Viniyoga wird in Patanjalis Yoga-Sutra beschrieben  - YS 3.6 "tasya bhumisu viniyogah"  - und besagt, dass die Yogapraxis/Meditationspraxis stets der jeweiligen Stufe (bhumi), auf der sich der Übende befindet, zu gestalten ist., d.h. die Schritte der Praxis müssen ganz individuell zum jeweils Übenden passen.

Viniyoga ist die individuell angepasste Anwendung der Mittel und der Methoden, die Yoga bietet. Es ist ein therapeutischer Yoga, der eine größere Sensibilisierung des Menschen für seine eigenen Bedürfnisse anstrebt.

Viniyoga ist daher keine neue Yogaform, sondern die traditionelle Bezeichnung für die Kunst, die Yogapraxis individuell den körperlichen Voraussetzungen und Erfordernissen der augenblicklichen Situation entsprechend auszurichten.

Die Yogapraxis in der Viniyoga-Tradition wird dynamisch in Verbindung mit dem Atem geübt.
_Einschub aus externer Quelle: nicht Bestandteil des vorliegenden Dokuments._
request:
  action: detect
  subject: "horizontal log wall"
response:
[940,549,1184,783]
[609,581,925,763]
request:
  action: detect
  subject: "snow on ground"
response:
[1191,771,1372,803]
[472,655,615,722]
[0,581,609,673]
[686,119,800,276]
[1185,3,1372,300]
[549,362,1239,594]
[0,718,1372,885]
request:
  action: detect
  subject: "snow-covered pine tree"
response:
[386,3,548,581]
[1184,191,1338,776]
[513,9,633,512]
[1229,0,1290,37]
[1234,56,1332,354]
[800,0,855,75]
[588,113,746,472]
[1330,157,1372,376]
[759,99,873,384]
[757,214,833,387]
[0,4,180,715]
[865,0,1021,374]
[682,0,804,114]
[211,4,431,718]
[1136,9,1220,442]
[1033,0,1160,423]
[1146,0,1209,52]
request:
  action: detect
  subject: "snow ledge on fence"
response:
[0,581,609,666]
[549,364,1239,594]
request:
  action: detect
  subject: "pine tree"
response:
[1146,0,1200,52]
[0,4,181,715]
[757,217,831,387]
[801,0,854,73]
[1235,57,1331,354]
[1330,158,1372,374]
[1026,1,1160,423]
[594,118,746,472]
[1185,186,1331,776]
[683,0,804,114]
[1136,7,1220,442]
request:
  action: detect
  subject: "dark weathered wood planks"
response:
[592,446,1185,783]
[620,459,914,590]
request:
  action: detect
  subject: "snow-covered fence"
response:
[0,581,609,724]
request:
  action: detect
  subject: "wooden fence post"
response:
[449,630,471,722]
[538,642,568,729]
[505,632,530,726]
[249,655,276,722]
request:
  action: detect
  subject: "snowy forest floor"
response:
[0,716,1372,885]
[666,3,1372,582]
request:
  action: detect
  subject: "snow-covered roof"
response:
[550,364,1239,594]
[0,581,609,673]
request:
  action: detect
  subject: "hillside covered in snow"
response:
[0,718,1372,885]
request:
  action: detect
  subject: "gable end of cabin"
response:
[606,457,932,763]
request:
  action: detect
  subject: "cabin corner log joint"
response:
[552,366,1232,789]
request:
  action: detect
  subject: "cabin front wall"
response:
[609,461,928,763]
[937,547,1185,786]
Die Länge und Feinheit des Atems regulieren den körperlichen Einsatz, so dass die Haltungen stabil, angenehm und bequem sein können.

Ein wesentliches Elements des Yogaunterrichttes in dieser Form wird als "vinyasa krama"  bezeichnet und bedeutet, dass eine schrittweise Anordnung von Teilübungen aufeinander aufbauen und ein bestimmtes Ziel verfolgen. Z.B. das Erreichen einer bestimmten Übung, dessen Ausführung in einem einzigen Schritt oft entmutigend oder auch riskant sein kann.

"Unterrichte, was in dir ist. Aber nicht das, was für dich passt, sondern wie es für dein Gegenüber passt."